MARKET NEWS / HARD ASSET INSIGHTS

Commodities Create Fireworks for the 4th – July 5, 2019

MARKET NEWS / HARD ASSET INSIGHTS
Commodities Create Fireworks for the 4th – July 5, 2019
Morgan Lewis Posted on July 5, 2019

Here’s the news of the week – and how we see it here at McAlvany Wealth Management:

Commodities Create Fireworks for the 4th

I hope you all had a safe and happy Independence Day.

Although it has been a shortened week, it has been eventful. The week started with the 176th 2-day OPEC meeting on July 1stand 2nd. Pretty much in line with expectations, the meeting left production quotas unchanged for the next nine months (typically this is a six-month agreement). However, the market focused on concerns around the macro picture. The weekly Department of Energy inventory data disappointed the market because of lower draws than expected across all products. This served to alarm the market around a potential slowdown in global demand. We continue to believe that this particular dynamic is largely transitory, as wet weather has likely significantly impacted miles driven as well as economic activity domestically. Further, geopolitical tensions show no signs of abating as we see hostilities in the Straits of Hormuz that have disrupted transportation in the Persian Gulf. For context, this affects over 30 percent of global oil shipments. What’s more, OPEC is targeting the excess global inventory situation, and is specifically targeting drawdowns toward the five-year OECD average in order to support pricing. This suggests further OPEC cooperation into 2020.

We are seeing inventories built in other areas as well. London Metals Exchange copper inventories are at one-year highs, despite producer shortfalls, a labor strike at the largest open pit copper mine in the world (which ended this week), and a collapse at a large mine in Democratic Republic of Congo (DRC). This suggests a less than robust demand picture. We remain constructive on copper demand over the long run. Electric vehicle technology is copper-intense, and we see a supply gap developing over the coming years.

On the other hand, as global yields collapse, we have seen defensive stocks and most stocks with yield components continue their march higher (although they are – finally – taking a bit of a breather today). Increasingly, valuations are becoming somewhat stretched in the near-term as yield-hungry investors pile into REITs, utilities, consumer staples, and other areas where stocks tend to have rich yields. We have identified some pockets of opportunity in relatively inexpensive, stable cash flow equities, and have put incremental capital to work in the last week. However, as a whole, we are not aggressively chasing the melt-up in defensives. Today, they have taken a bit of a breather, and we are hopeful that a sector rotation will bring opportunities in which we have fundamental conviction our way.
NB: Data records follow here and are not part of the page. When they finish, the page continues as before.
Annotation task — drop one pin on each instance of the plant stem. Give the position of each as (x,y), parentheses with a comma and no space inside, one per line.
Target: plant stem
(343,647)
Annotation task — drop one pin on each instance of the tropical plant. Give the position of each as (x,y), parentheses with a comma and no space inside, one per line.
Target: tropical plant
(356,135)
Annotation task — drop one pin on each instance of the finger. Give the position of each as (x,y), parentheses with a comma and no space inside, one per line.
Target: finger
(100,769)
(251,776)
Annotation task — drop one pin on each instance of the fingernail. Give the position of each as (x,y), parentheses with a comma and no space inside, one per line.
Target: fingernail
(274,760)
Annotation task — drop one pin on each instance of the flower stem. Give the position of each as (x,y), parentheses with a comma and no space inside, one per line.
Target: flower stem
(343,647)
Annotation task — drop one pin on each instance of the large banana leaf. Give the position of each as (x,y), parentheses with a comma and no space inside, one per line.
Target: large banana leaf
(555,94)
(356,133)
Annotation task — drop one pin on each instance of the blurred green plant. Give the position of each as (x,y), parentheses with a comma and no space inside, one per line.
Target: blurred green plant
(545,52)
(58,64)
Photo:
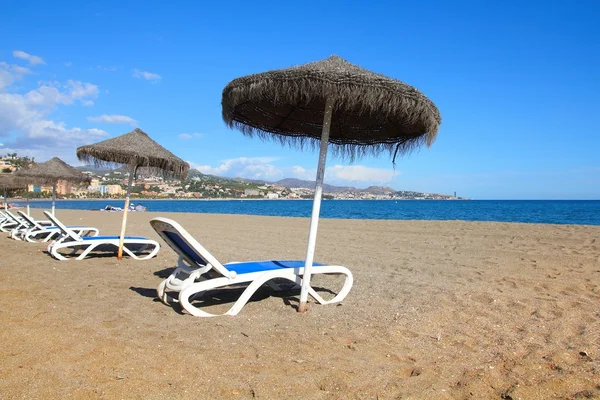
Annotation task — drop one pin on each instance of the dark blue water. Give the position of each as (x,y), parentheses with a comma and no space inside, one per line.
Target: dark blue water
(583,212)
Gold had a solid week despite today’s break below the psychologically important $1400 level driven by better than expected non-farm payroll data. The stocks have had a nice run recently, but we do not see valuations as particularly stretched. We will continue to add to positions in companies with high asset quality that operate in stable geopolitical jurisdictions and have strong governance. We see good economic news as being bad news for gold as the Fed continues to evaluate all data in front of the next Fed meeting at the end of this month. As of Wednesday, the markets had been pricing in a virtually 100 percent chance of a cut at that meeting. Any threat to that prospect, whether real or perceived, is an incremental negative for gold. We do not believe that a “no cut” scenario is likely at this juncture, however. It is also interesting to point out that Trump is considering two doves for the FOMC – Judy Shelton and Christopher Waller. We believe that the Fed will ultimately err on the side of caution rather than the risk of deflating the global asset bubble. Therefore, we remain constructive on gold.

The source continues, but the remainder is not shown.